Back to all fellows

William Nsuiban Gmayi

Ghana Museums and Monuments Board

Head of Communications and Public Relations

Country: Ghana

ITP Year: 2021

Biography

As the Head of Communication and Public Relations, William is responsible for the Ghana Museums and Monuments Board communication strategy, public education initiatives and press. William’s approach is to look at museums as agents of social change, with special emphasis on narratives in relation to shared heritage, slavery and transatlantic slavery, identity formation, contested memories and reassessment.

William is currently a DPhil student at the University of Oxford, where he is exploring the restitution of knowledge held in the colonial anthropological archives, focusing on the material culture, photographs and sound collections assembled by the Government Anthropologist, R.S. Rattray who worked in Ghana (then Gold Coast) in the early 1920s. His research focuses broadly on the status and value of these colonial anthropological collections in decolonial times, and questions how we can collaborate with ‘communities’ whose heritage the collections embody to determine their future?

Primary professional interests are marketing and fundraising alongside a personal research interest in collections databases, storage and libraries. Another focus for William is communities and the challenge of engaging school groups, local communities, international visitors and members of the African Diaspora. Restitution, Repatriation and the return of illicit museum objects and conflictual patterns of authorship and agency in past and present narratives on slavery in Ghana, are amongst further professional interests.

William is currently working on the Black Stars project; a project initiated from a workshop that took place in Ghana in 2019 and was jointly organised by the British Museum and the Ghana Museums and Monuments Board. The Black Stars will be a project at the National Museum in Ghana that will offer a platform to celebrate illustrious people in society at the Museum – the concept is still being developed.

At the British Museum
During his time on the International Training Programme, William was based in the Department of Africa, Oceania and the Americas and spent his partner placement at National Museums Northern Ireland.

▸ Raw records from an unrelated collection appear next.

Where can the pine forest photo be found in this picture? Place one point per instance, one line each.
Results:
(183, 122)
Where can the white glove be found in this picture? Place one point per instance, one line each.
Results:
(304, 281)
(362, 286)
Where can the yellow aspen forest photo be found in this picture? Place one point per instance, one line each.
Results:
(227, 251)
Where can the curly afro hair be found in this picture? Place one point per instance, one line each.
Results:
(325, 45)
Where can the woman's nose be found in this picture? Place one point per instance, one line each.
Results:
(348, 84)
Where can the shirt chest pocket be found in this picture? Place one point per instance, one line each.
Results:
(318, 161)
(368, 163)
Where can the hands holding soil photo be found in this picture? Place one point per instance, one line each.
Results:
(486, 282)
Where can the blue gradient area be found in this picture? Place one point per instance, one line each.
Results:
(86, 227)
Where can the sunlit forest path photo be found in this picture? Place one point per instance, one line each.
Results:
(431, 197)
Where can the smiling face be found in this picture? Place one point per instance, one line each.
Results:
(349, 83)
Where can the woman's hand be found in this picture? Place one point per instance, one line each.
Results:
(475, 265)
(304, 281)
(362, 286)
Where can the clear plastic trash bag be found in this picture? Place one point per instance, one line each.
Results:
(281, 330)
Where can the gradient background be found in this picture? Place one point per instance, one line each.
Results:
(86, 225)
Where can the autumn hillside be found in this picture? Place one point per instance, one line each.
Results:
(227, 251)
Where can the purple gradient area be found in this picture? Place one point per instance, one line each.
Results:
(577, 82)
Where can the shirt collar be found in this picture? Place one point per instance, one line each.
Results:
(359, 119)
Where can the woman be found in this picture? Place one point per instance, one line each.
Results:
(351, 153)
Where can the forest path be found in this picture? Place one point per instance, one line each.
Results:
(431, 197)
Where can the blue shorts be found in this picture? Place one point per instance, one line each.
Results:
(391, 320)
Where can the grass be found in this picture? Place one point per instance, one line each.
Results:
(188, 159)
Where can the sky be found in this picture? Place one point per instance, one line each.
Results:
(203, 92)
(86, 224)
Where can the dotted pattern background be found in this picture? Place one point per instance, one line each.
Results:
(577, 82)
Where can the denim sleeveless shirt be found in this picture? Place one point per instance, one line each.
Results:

In 2021 participants were asked to plan and propose a temporary exhibition on the theme of journeys, drawing on their existing museum experience and the skills learnt during the programme.  William worked with Emrah Kahraman (Turkey) and Siddhant Shah (India) on his Object in focus project. Their exhibition proposal was titled Journey to the West.

William’s place on the ITP was generously supported by the Edith Murphy Foundation.

Continued Dialogue
William is now part of the Reimagining the British Museum International Working Group (IWG) which has invited international museum and cultural heritage experts to collaborate with the Museum and support the development of outline briefs for new suites of permanent galleries at the British Museum through online monthly meetings and workshops in London.